La petite femme fit une mine encore plus abattue et Tadjou en oublia ses pensées. Il lui proposa de s’installer dans une salle de classe vide non loin de là. Ils s’assirent l’un en face de l’autre et Gabie explosa en sanglots. Elle paraissait avoir contenu ses émotions depuis bien trop longtemps. Le jeune Dominicain la laissa pleurer pendant plusieurs minutes. Inquiet, il lui caressait pudiquement le dos de la main tout en soufflant des mots réconfortants, inconscient de ce qu’elle allait lui raconter.
Si l’ancienne ingénieure était dans cet état-là, où pouvait donc se trouver Gaum ? Il était toujours le premier vers qui elle se tournait. Cela augmenta l’angoisse de l’adolescent. Lorsqu’elle se calma, ses yeux étaient injectés de sang, camouflant l’océan qui y habitait habituellement. Gabie renifla et se moucha bruyamment dans un tissu qu’elle remit machinalement dans sa manche.
— Gaum a disparu, fit-elle d’une toute petite voix.
Tadjou avait dû se pencher pour l’entendre. Il attendit qu’elle poursuive, ne voulant pas la brusquer. Ses craintes semblaient donc bien fondées.

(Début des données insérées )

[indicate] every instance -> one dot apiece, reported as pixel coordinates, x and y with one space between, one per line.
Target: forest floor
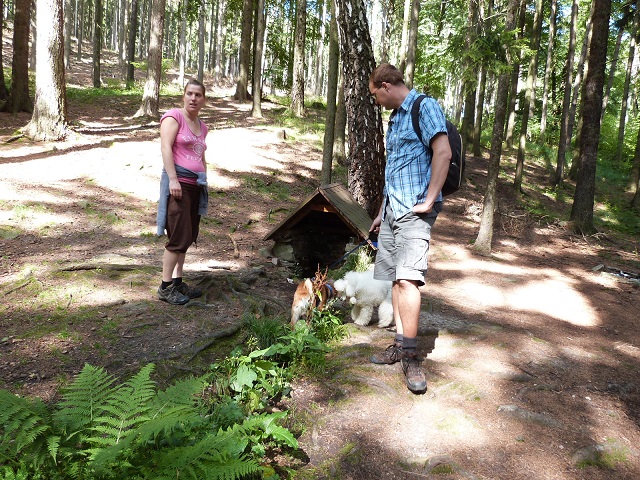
535 372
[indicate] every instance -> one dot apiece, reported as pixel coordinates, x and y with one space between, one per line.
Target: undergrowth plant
101 430
216 426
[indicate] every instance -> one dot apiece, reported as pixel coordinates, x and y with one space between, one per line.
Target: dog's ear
308 284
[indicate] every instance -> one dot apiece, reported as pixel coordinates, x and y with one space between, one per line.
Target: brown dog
310 293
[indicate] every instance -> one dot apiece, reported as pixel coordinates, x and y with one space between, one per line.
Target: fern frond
213 457
23 424
169 414
84 398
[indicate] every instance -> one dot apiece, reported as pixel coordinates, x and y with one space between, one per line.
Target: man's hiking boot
191 292
172 295
412 368
391 355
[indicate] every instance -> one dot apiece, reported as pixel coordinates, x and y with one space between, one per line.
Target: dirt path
535 370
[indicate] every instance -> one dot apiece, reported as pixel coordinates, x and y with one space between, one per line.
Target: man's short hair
387 73
197 83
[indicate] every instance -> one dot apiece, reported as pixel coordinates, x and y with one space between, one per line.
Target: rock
532 417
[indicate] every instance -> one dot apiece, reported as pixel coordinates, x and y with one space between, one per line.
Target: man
412 199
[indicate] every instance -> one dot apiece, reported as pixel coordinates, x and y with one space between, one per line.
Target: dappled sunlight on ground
512 286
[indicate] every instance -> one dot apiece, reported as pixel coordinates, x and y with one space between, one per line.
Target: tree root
211 339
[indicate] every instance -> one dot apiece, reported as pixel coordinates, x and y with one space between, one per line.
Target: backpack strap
415 116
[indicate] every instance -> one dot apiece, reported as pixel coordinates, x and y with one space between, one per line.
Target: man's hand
423 207
175 189
375 226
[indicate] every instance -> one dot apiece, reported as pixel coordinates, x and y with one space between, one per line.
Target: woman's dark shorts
183 221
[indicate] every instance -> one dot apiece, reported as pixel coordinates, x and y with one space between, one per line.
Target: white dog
365 293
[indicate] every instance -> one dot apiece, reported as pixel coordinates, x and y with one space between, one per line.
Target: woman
183 189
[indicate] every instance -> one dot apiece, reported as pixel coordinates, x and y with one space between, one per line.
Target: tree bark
583 65
80 34
627 81
530 96
19 99
582 209
151 94
412 42
297 89
565 140
635 172
612 71
68 24
405 35
332 94
97 43
548 67
201 37
366 146
4 93
242 81
485 233
471 82
182 45
49 120
319 68
339 141
131 47
256 111
515 78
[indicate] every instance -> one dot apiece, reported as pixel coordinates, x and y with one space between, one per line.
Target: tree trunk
530 96
131 47
565 139
182 45
68 24
549 67
405 35
319 70
635 170
366 146
151 95
577 87
477 126
4 93
612 71
201 35
297 89
97 43
582 209
482 81
412 42
339 141
485 233
242 81
515 78
256 111
49 120
19 99
332 94
627 81
80 34
470 84
123 37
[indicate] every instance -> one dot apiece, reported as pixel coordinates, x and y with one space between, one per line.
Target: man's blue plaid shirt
408 169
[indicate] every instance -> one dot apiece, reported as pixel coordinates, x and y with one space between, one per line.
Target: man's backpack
456 167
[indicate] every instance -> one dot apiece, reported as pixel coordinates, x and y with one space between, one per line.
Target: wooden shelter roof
333 198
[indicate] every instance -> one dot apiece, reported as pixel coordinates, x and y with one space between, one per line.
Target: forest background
525 81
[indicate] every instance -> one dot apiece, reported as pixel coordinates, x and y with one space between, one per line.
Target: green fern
84 399
124 409
23 426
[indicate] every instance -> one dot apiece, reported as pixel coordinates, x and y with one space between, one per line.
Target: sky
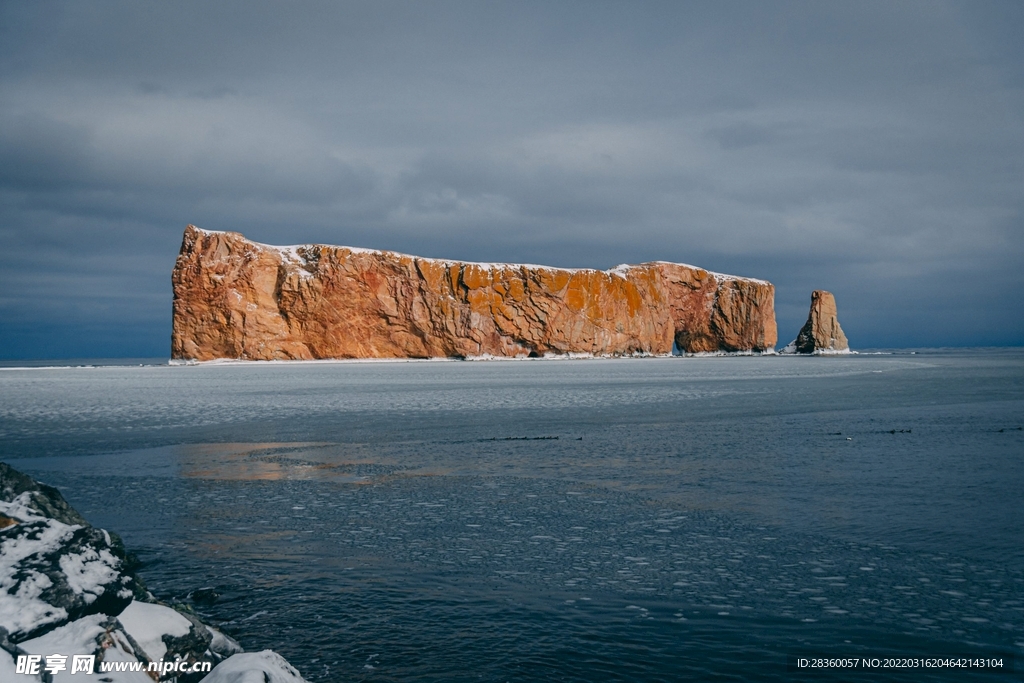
875 150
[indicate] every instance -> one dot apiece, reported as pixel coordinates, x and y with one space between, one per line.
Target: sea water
653 519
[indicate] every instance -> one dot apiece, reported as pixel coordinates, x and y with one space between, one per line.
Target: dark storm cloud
870 148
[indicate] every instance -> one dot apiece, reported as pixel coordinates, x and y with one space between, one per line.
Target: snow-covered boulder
98 635
265 667
69 588
54 569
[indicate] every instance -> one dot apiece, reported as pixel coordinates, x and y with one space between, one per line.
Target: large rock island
235 298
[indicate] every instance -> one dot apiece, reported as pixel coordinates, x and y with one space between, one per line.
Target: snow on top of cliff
293 254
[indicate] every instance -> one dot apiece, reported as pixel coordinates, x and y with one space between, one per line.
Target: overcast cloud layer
873 150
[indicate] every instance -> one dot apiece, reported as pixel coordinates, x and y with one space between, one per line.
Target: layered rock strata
239 299
69 588
821 333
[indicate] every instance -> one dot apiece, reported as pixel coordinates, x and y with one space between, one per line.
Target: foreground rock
239 299
68 588
821 333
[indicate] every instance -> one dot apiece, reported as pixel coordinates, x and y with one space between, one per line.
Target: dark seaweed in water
359 519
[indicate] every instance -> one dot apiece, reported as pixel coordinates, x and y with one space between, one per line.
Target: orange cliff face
239 299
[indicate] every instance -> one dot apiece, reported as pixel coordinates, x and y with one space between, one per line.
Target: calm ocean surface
655 519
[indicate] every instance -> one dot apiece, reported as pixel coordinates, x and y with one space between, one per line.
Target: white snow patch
8 670
88 571
20 607
265 667
292 254
79 637
146 623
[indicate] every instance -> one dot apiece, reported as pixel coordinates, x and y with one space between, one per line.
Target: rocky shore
70 589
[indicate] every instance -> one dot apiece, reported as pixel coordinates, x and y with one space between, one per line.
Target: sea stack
821 333
239 299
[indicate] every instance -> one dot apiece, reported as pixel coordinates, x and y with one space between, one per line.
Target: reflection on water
652 520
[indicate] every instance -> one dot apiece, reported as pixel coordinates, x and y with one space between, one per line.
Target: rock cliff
239 299
821 333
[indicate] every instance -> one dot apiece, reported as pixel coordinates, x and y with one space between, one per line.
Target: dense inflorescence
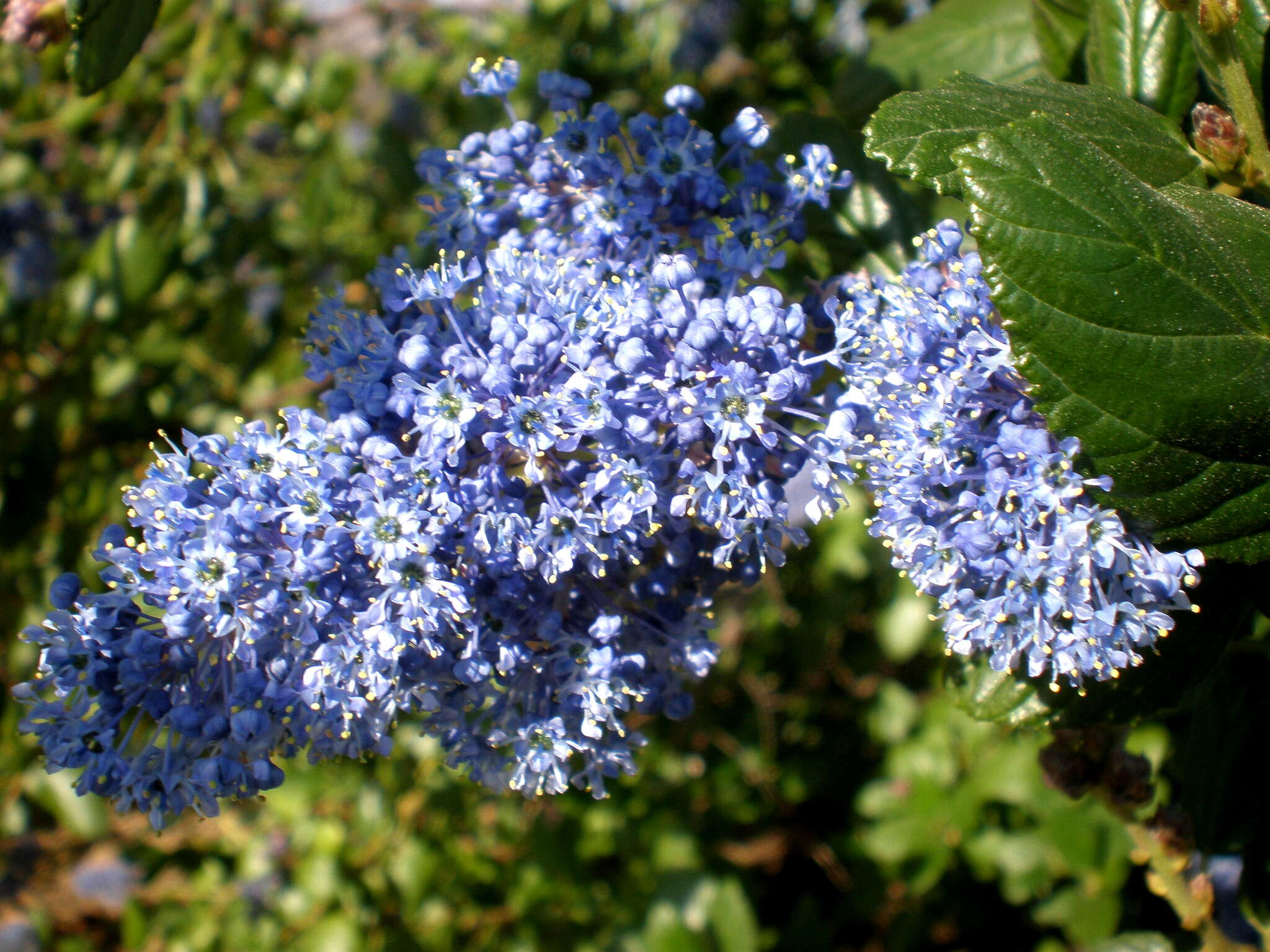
543 457
977 500
538 465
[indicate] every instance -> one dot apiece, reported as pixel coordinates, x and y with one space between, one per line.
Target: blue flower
977 500
491 81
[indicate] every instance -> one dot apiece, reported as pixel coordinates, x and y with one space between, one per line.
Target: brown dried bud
1219 15
1127 778
1217 138
1174 829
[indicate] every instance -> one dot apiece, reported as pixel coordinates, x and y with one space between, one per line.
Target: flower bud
1217 138
1215 17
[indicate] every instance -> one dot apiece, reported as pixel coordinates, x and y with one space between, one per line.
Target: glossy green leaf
917 133
1142 318
732 919
1250 33
1230 720
1142 50
991 37
107 35
1061 27
1001 697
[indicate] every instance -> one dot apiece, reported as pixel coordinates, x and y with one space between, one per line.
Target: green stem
1194 909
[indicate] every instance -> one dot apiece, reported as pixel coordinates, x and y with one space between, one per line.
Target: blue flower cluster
538 465
598 188
544 456
977 500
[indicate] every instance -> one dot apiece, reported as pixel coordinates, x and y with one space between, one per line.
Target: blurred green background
161 247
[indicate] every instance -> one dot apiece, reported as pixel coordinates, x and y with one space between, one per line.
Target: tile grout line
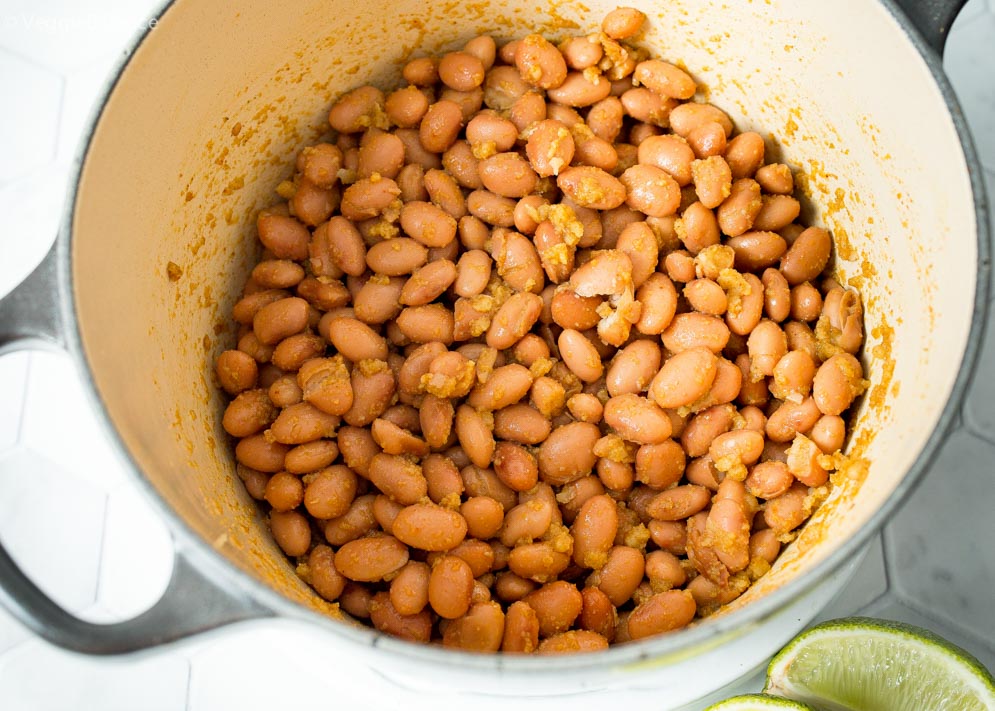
101 584
188 697
24 398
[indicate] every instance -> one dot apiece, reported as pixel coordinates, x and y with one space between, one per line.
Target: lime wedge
860 664
758 702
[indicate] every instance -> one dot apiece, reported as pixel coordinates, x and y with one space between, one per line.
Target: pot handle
35 314
932 18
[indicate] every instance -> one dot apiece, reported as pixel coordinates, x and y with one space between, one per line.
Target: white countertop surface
71 517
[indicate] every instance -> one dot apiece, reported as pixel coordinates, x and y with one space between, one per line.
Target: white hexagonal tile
12 632
869 584
40 677
971 10
970 63
63 33
83 84
34 121
13 382
52 524
299 670
136 559
979 408
938 547
57 410
32 209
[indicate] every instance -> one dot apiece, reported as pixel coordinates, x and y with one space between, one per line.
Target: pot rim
677 644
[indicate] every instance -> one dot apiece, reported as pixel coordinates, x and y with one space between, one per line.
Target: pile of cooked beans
538 357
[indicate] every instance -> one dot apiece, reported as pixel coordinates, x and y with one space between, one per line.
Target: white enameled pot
198 127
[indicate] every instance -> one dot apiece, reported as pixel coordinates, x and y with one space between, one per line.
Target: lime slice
859 664
758 702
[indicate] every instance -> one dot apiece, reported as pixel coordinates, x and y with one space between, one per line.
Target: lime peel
759 702
862 664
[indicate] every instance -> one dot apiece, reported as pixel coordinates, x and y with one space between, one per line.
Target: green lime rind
862 664
759 702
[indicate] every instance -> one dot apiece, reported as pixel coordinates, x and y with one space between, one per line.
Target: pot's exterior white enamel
201 126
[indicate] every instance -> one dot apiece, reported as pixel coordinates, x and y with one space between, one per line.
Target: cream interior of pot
205 121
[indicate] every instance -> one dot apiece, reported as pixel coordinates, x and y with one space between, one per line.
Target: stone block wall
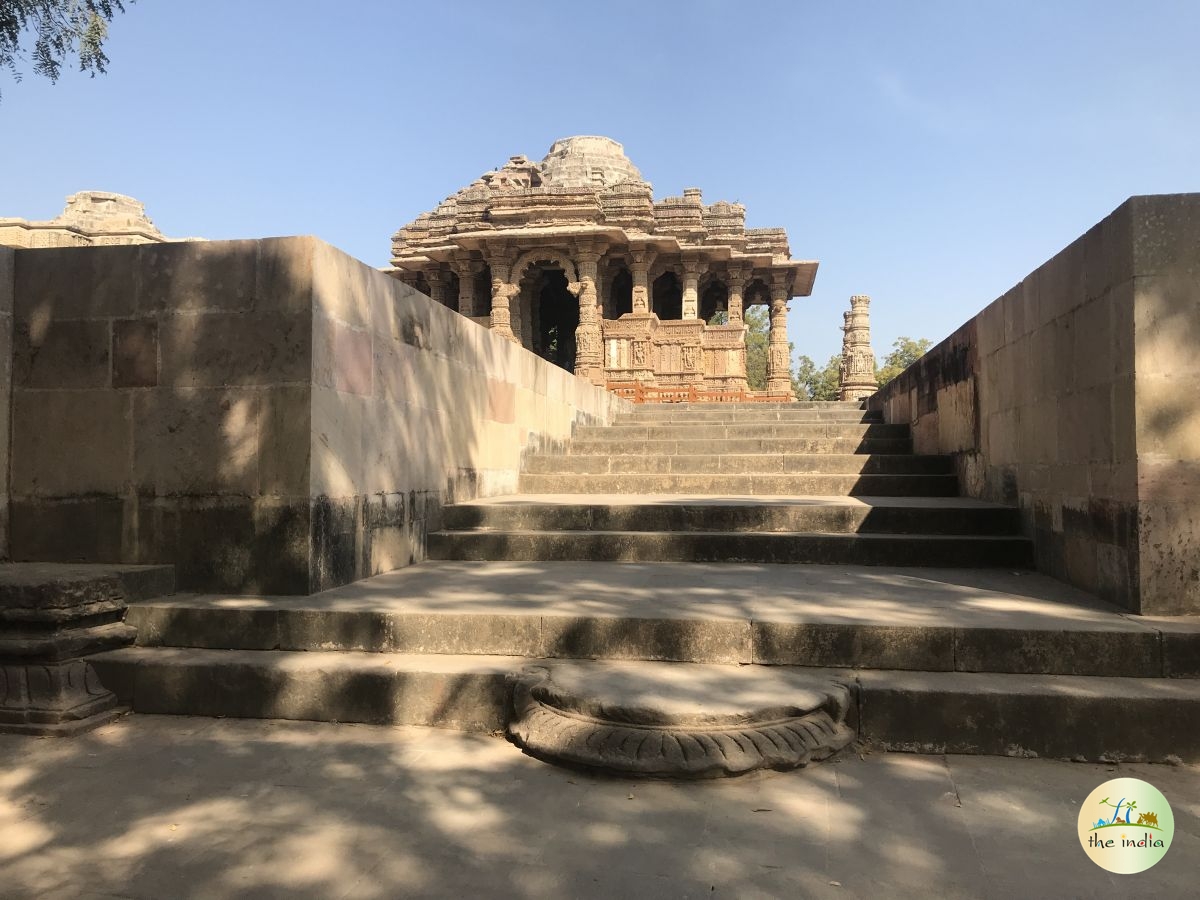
1075 396
7 263
268 415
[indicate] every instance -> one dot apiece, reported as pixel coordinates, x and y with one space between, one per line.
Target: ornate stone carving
605 719
779 370
857 357
583 202
91 217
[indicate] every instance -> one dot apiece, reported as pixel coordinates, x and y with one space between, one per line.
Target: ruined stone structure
857 378
575 261
90 219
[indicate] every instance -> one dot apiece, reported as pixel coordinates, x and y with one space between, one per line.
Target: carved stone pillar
439 286
857 357
588 341
779 355
502 297
738 281
467 271
691 271
640 269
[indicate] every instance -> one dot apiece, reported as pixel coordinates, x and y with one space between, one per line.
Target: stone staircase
627 611
801 483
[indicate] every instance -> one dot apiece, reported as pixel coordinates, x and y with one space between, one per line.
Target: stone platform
989 661
52 618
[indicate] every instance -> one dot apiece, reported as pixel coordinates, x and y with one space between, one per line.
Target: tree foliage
813 383
904 353
60 29
808 381
757 334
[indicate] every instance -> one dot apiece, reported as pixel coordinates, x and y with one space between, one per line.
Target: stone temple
90 219
574 259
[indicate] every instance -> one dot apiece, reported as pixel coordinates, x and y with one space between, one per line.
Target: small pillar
691 273
502 295
640 268
439 286
467 271
738 281
588 342
857 357
779 354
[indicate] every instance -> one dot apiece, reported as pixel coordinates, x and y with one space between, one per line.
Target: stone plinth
677 721
588 271
52 617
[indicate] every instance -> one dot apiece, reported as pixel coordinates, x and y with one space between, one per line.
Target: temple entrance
556 315
714 304
667 297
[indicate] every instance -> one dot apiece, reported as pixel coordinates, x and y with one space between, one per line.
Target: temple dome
587 161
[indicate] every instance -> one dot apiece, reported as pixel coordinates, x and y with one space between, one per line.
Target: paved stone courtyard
165 807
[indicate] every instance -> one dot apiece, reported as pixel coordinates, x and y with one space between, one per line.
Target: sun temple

— Nous étions au théâtre, reprit-elle plus sûre d’elle. Il y a eu une attaque. Tu ne l’as pas appris ? demanda-t-elle surprise.
Le garçon secoua la tête, de plus en plus intrigué et soucieux. Pourquoi Johny ne l’avait-il pas prévenu ? Cela semblait mauvais dans le ton de voix de son amie.
— Ça criait de partout, continua-t-elle son histoire. J’ai vu comme des fils blancs de couture sortir de nulle part et transpercer un des acteurs dans la gorge et le genou. Il s’est retrouvé suspendu, suivi des musiciens, puis des spectateurs au-dessus de la scène et des gradins. C’était effrayant ! Les gens hurlaient de peur, ils couraient dans tous les sens.
Elle souffla, reprenant sa respiration et l’adolescent imagina qu’elle retenait de nouvelles larmes. Il savait à quel point il était difficile de raconter un traumatisme et encore plus la première fois. Elle l’observa comme pour le sonder et il lui rendit son regard, l’encourageant à poursuivre.
— C’est devenu la cohue, des gens se faisaient accrocher dans les airs empalés par ces fils. Beaucoup se sont enfuis.
Gabie fit une nouvelle pause. Sa poitrine semblait compressée et elle peinait à continuer. Tadjou lui pressa la main pour lui montrer qu’il était là, mais n’intervint toujours pas.
— Gaum a reçu le… la… dans le cœur, hoqueta la petite femme en déversant de nouvelles larmes qui vinrent s’écraser sur la table entre eux.
Elle tenta de se reprendre afin de terminer son histoire.
— Ce fut dans la cuisse pour moi, j’ai perdu connaissance, je ne me souviens de rien et quand je me suis réveillée, la Princesse Louise était blessée, débita-t-elle pour finir. Et Gaum avait disparu.
Tadjou était abasourdi. Il ne s’était pas attendu à un tel récit. Louise allait-elle bien ? L’adolescent n’osa pas demander et patienta afin d’être sûr qu’elle eût terminé sa narration avant de lâcher :
— Je suis sincèrement désolé, soupira Tadjou en gardant le contact avec elle.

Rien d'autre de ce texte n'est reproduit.